Real-World Blueprint

"In 2017, GitLab accidentally deleted their production database during a maintenance operation. The incident revealed their backup system had been silently failing for months — they had no working backups. Recovery took 18 hours of manual data reconstruction from fragments. They recovered ~6 hours of data permanently lost. GitLab then published a public post-mortem and rebuilt their entire backup/DR process from scratch. The lesson: test your backups regularly, don't just assume they work."

Hands-on Lab Exercises

1

Set up automated daily mysqldump backups with a cron job. Verify the file is created and is non-zero size.

2

Practice a full restore: take a backup, create a test database, restore the backup to it, verify the data matches.

3

Enable PostgreSQL WAL archiving and perform a point-in-time recovery: make changes, wait 2 minutes, then restore to 1 minute ago.

4

Write a backup monitoring script that alerts you if a backup file hasn't been created in the last 25 hours.

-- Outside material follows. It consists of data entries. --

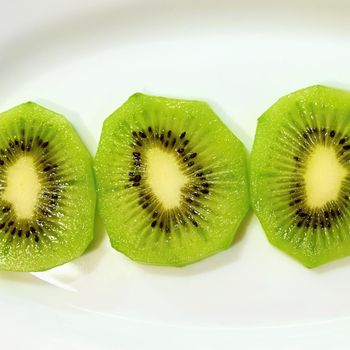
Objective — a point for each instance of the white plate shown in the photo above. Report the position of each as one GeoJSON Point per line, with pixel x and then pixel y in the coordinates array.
{"type": "Point", "coordinates": [83, 59]}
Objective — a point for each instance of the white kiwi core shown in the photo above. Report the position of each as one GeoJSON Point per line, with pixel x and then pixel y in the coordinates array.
{"type": "Point", "coordinates": [165, 177]}
{"type": "Point", "coordinates": [22, 187]}
{"type": "Point", "coordinates": [323, 176]}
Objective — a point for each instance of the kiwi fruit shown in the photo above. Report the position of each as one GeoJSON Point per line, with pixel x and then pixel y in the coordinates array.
{"type": "Point", "coordinates": [47, 194]}
{"type": "Point", "coordinates": [171, 180]}
{"type": "Point", "coordinates": [300, 174]}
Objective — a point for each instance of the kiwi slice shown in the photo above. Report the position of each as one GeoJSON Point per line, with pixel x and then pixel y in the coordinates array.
{"type": "Point", "coordinates": [300, 174]}
{"type": "Point", "coordinates": [47, 197]}
{"type": "Point", "coordinates": [171, 180]}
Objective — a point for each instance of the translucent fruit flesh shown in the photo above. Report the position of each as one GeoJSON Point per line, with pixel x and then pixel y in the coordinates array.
{"type": "Point", "coordinates": [171, 179]}
{"type": "Point", "coordinates": [47, 194]}
{"type": "Point", "coordinates": [300, 174]}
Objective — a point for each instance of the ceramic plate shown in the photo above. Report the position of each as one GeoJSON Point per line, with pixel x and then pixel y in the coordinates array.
{"type": "Point", "coordinates": [83, 59]}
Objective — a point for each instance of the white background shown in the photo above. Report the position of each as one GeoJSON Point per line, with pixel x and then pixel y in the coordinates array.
{"type": "Point", "coordinates": [83, 59]}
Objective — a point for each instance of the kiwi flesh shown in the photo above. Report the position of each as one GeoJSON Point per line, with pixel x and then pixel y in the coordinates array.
{"type": "Point", "coordinates": [171, 180]}
{"type": "Point", "coordinates": [300, 174]}
{"type": "Point", "coordinates": [47, 194]}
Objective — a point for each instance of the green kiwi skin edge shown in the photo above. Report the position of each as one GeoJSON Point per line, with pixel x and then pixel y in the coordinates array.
{"type": "Point", "coordinates": [185, 244]}
{"type": "Point", "coordinates": [331, 110]}
{"type": "Point", "coordinates": [72, 228]}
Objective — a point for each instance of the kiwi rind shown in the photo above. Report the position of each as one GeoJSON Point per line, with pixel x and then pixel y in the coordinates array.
{"type": "Point", "coordinates": [73, 221]}
{"type": "Point", "coordinates": [132, 234]}
{"type": "Point", "coordinates": [329, 108]}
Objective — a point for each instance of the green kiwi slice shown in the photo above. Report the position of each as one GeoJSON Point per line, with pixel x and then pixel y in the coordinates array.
{"type": "Point", "coordinates": [300, 174]}
{"type": "Point", "coordinates": [171, 180]}
{"type": "Point", "coordinates": [47, 196]}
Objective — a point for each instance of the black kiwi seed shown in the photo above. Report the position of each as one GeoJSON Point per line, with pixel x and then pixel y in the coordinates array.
{"type": "Point", "coordinates": [198, 187]}
{"type": "Point", "coordinates": [137, 178]}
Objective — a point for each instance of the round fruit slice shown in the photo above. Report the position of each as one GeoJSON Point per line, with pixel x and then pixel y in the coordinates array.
{"type": "Point", "coordinates": [47, 197]}
{"type": "Point", "coordinates": [300, 174]}
{"type": "Point", "coordinates": [172, 182]}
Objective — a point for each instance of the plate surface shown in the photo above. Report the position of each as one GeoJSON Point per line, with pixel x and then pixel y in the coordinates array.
{"type": "Point", "coordinates": [83, 59]}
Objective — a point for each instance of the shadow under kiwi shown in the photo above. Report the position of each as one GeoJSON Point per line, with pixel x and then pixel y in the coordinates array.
{"type": "Point", "coordinates": [332, 265]}
{"type": "Point", "coordinates": [20, 277]}
{"type": "Point", "coordinates": [99, 234]}
{"type": "Point", "coordinates": [208, 264]}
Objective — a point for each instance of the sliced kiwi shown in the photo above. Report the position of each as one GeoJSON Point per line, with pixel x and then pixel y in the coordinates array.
{"type": "Point", "coordinates": [300, 174]}
{"type": "Point", "coordinates": [47, 197]}
{"type": "Point", "coordinates": [172, 182]}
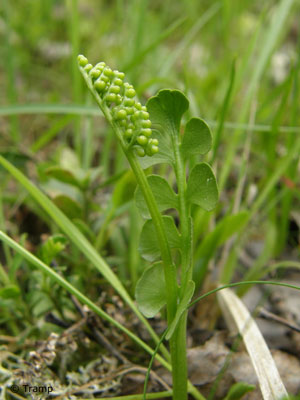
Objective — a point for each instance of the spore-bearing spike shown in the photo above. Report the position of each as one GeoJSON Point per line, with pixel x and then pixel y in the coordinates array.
{"type": "Point", "coordinates": [126, 111]}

Real-World Practice Scenarios

A developer ran UPDATE users SET role = 'admin' without a WHERE clause — every user is now an admin. You need to fix this. What's your recovery plan and how long will it take?

Your company's RPO is 4 hours and RTO is 2 hours. Design a backup strategy that meets both requirements.

Your database backup files are stored in the same AWS account as the production database. A security breach compromises the account. Why is this a problem, and how should backups be isolated?

You restored from backup and the data is from 6 hours ago, but you need the last 5 hours. What process (if you had set it up in advance) could recover this data?